We are therefore satisfied that the appropriate balance in this case between the principle of open justice, Article 10 and the appellant’s Article 8 rights, is for the hearing and judgment to be public, but for the appellant to be anonymised.

13.

For anonymity to be achieved in practice in this case, it seems to us that this means the name of the pre-school in which the appellant worked must also not be made public as this was a relatively provision and we consider there is a high risk of the appellant being identified if the pre-school is identified. It also means in our judgment that the names of other individuals in the case should be anonymised as publishing the names of multiple individuals who all worked at the same time in the same place would in our judgment bring a risk of ‘jigsaw identification’.

14.

However, we are also satisfied that the other individuals in the case require anonymisation in their own right. Their Article 8 rights are also engaged. It may be said that the state (this Tribunal included) has a responsibility to protect the privacy of the children involved. As to other staff members, their personal reputations are not engaged to the same degree as the appellant’s, but some of them have been the subject of argument and allegations as to their professionalism or credibility. The proceedings relate to matters that occurred at their work some time ago which those involved would have had no reason to think would become public. These other staff members have not been involved in these proceedings, are probably unaware of the proceedings and have had no opportunity to answer any allegations made against them in these proceedings.
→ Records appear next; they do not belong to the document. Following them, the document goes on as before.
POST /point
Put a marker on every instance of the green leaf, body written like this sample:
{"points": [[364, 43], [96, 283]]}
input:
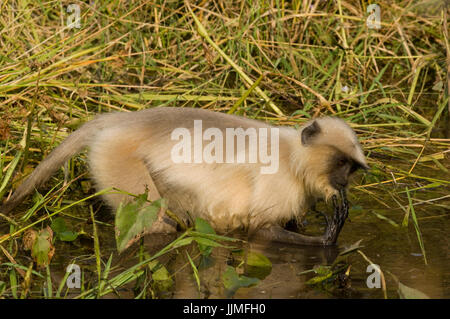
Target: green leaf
{"points": [[258, 265], [134, 219], [232, 281], [324, 272], [202, 226], [42, 250], [162, 281], [406, 292], [351, 248]]}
These are all relevant factors as the TYU case makes clear. There is a real risk of unfairness to these staff members if their names are made public, and revealing their names would do little in this case to further the principle of open justice as their identities are not important to the facts of the case.

15.

All these factors mean that, even absent the considerations about the appellant, we would have made Rule 14 orders requiring the staff members and service users referred to in these proceedings to be anonymised.